There is now a widespread presumption that many foreign researchers are engaged in bio-piracy.
"We wanted to protect the environment and traditional knowledge, but the legislation is so restrictive that it has given rise to abuses and a lack of common sense," Candotti said. "The result is paranoia and a disaster for science. There are Talebans in the Government who say they are defending the national interest, but they end up weakening and hurting it."
Despite his citizenship, van Roosmalen was tried as a foreigner, initially denied the right to appeal against his maximum jail sentence and sent to a notoriously dangerous prison.
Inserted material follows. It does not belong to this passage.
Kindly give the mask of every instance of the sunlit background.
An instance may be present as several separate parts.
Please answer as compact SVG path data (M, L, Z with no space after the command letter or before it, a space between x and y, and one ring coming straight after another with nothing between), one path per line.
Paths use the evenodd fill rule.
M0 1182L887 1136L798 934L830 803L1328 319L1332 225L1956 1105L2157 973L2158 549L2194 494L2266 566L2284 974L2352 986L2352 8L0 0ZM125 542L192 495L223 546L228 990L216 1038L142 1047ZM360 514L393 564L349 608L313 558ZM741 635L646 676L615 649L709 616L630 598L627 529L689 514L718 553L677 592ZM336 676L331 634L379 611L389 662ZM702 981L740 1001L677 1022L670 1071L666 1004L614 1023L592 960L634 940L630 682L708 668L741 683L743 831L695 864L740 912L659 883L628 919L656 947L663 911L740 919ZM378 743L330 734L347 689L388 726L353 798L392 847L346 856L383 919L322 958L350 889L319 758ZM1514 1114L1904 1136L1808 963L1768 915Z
"This trial was conducted in a completely irregular fashion, and on trumped-up charges," said Miguel Barrella, one of van Roosmalen's lawyers. "They couldn't prove the biopiracy accusations, so they concocted a series of spurious accusations, such as the unauthorised lodging of monkeys at his home."
In the late 1990s, van Roosmalen gained international recognition after discovering up to 20 new species in the central Amazon region.
"It's not that I'm so special. The fact is that since the 1800s nobody did any work like I'm doing in the last five years," he said at the time.
He said he'd been lucky to work in a little-explored region near the confluence of the Madeira and Tapajos rivers. The flood plain region is like a landlocked archipelago where dozens of crisscrossing rivers serve as natural barriers, allowing once-similar species to evolve differently over the course of many thousands of years.
Though the monkeys were not threatened with extinction, van Roosmalen was working to guarantee their survival. He offered to name his discoveries after donors who would pay to help create nature reserves in the region.